I used to know a guy who impressed me. Very smart, pretty cool, liked good music, good books, was intellectually curious, and seemed like a nice dude who came from a good family. But I noticed disturbingly early on that weird things — negative things — would happen when I was in his presence. For example, we would be out somewhere and people would be overtly nasty to me. They’d say really mean and intentionally snarky things to me in his presence. Or his friends were almost painfully rude and dismissive — or downright interfering. Or his drinking crew would treat me like I was some sort of pariah. Or he wouldn’t get up and let me sit on the end of a bench, making me literally squat over the seat and swing my legs around, even though I was in a dress, smirking the whole time. One time I slipped on a puddle of water and landed hard on my left glut and thigh. And I looked up at him and he stood there, smirking down at me, and never made a move to help me up. Bad things happened when he was around, and he smirked. And I began to realize at some point that the things that appeared beyond his control — the rudeness of others — were actually directly related to his attitude toward me. He gave people permission to treat me that way. And the other things — slipping, missing a train — weren’t related to him but the smirking and the later recriminations were. In short, his whole negative little vibe caused the world around me to suck when he was near. People carry an energy with them and it is either upbeat, positive, and affirming, or none of those things. And when you encounter that kind of thing — the soul-sucking vampirism of the mean little monster in your personal or professional life — it should come as little surprise when you one day look around and almost nothing is good. That’s the environment these mean little monsters create. And it’s that realization that you’ve allowed your entire orbit to become dark out of a sense of loyalty that is the thing I’ve never gotten used to. The good thing is, I’ve also never drowned in it either. You just find a new, brighter orbit and hope you’re not subjected to the monster makers again. Of course, they’re everywhere, aren’t they? But the bright orbits are everywhere, too.
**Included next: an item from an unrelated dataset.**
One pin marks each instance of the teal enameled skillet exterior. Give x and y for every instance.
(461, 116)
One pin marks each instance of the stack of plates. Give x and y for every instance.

Anyway, I’m gonna leave off talking about work-related (read: political) stuff except to say I agree with this. Benghazi is the worst one, y’all. Don’t be distracted. And say that I think lobbying for tech policy is very intriguing…Also, that now that I know I can just rest for a little while, all I want to do is sleep…Oh yeah, and say that it is very, very important to pay attention to how people treat everyone they meet. Because they may treat the waiter like a nobody and you think you rank above a waiter. But these kind of folks change rankings based on what they consider useful to them. And if they no longer like what you’re selling, you’re the waiter who brought them a substandard salad who needs to be dressed down in front of the whole restaurant. Just sayin’.


I’m posting this picture in lieu of two others that I REALLY want to post but have decided against because they’re hilarious but too mean…Also, I’m aware this is a non sequitur. I’m on vacation.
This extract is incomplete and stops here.